港区の文化財を通じた江戸追体験~260年の平和を支えた精神と仕組みを探求する〜
港区の文化財を通じて、江戸時代の平和と統治の仕組みを読み解く「港区文化財セミナー」。第1回となる一般向けセミナー「徳川」が、2026年1月27日に開催されました。
本セミナーでは、徳川家の菩提寺である増上寺を中心に、初代将軍・徳川家康から15代にわたり政権が継承された徳川幕府の統治のあり方に着目。約260年に及ぶ平和がどのように支えられてきたのか、講師とともに紐解きます。

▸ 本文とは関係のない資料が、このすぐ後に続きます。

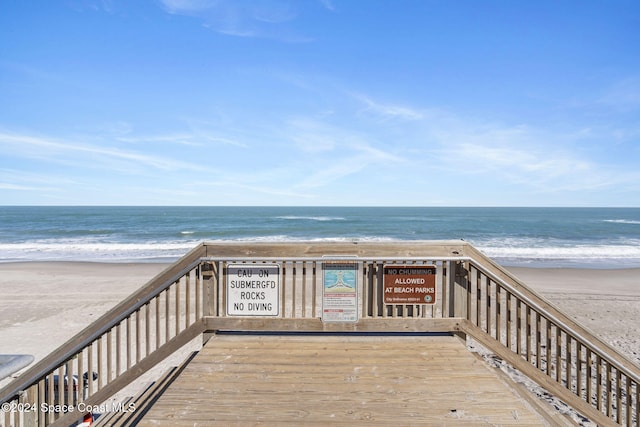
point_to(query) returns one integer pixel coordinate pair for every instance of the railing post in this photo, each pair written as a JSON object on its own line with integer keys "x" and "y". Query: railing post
{"x": 210, "y": 297}
{"x": 458, "y": 284}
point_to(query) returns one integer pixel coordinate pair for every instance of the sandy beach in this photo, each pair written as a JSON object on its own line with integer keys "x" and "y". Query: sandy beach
{"x": 43, "y": 304}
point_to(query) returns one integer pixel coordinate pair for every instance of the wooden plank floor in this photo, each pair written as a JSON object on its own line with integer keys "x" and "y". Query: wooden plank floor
{"x": 348, "y": 380}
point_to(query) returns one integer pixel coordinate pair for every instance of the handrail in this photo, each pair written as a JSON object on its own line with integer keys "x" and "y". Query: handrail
{"x": 566, "y": 324}
{"x": 170, "y": 309}
{"x": 98, "y": 328}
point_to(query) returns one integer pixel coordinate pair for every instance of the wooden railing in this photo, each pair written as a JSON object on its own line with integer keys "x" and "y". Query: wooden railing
{"x": 474, "y": 297}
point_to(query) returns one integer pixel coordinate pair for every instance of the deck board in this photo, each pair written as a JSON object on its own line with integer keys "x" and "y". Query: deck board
{"x": 350, "y": 380}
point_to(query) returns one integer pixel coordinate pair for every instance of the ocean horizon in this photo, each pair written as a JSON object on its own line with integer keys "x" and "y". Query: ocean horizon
{"x": 512, "y": 236}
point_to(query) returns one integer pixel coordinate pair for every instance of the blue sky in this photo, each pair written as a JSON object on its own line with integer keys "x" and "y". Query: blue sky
{"x": 320, "y": 102}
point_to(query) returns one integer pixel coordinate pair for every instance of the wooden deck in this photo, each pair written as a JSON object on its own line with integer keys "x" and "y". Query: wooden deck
{"x": 339, "y": 379}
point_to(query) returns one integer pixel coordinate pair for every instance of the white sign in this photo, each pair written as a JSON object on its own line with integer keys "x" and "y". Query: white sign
{"x": 253, "y": 289}
{"x": 340, "y": 291}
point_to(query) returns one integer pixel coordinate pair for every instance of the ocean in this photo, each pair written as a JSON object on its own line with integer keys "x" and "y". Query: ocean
{"x": 536, "y": 237}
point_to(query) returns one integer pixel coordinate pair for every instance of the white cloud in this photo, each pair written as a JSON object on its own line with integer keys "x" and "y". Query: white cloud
{"x": 263, "y": 19}
{"x": 52, "y": 150}
{"x": 389, "y": 111}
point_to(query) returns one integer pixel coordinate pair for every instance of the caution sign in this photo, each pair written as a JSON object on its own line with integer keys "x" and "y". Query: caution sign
{"x": 253, "y": 289}
{"x": 409, "y": 284}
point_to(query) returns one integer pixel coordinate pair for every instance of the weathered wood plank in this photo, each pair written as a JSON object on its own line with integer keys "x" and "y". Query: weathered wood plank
{"x": 320, "y": 379}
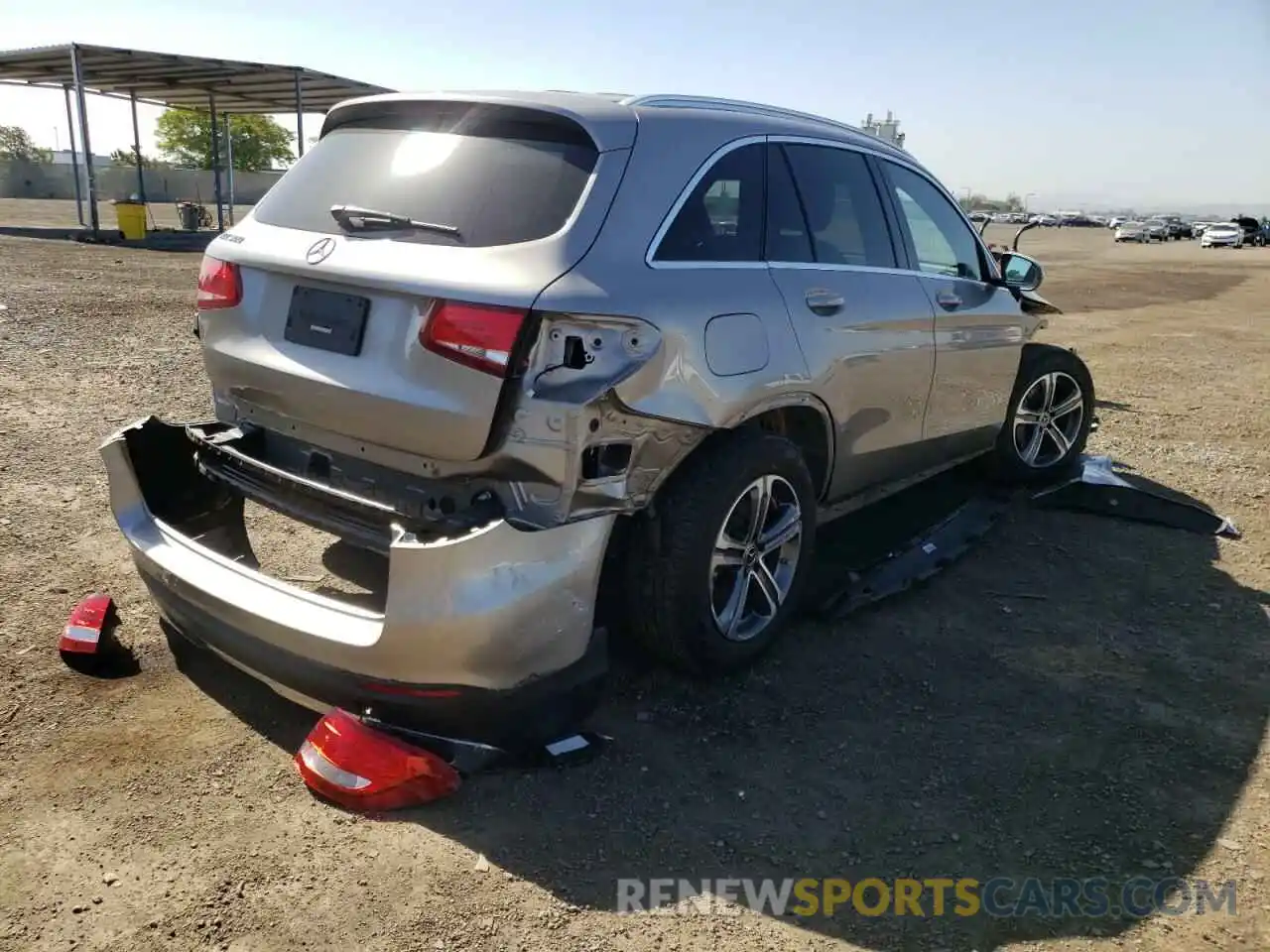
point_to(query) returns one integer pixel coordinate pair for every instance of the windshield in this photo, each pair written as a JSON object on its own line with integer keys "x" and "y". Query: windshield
{"x": 497, "y": 186}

セミナーの講師を務めたのは、日本遺産普及協会 代表監事 黒田尚嗣(くろだ・なおつぐ)氏です。黒田氏は、「平和を維持するためには統率者の継承と初期の制度設計が重要であり、特に江戸幕府においては、二代将軍・秀忠による体制確立が大きな役割を果たした」と解説。また、寺社を通じた精神的支柱の存在や具体的な制度による統治にも触れ、例えば当時の参勤交代制度が、現在の「年度末が3月である」という制度の起源の一つだという説も紹介されました。文化財を体系的に物語として紐解くことで、参加者が、港区の文化財や歴史への関心を持つきっかけを得るセミナーとなりました。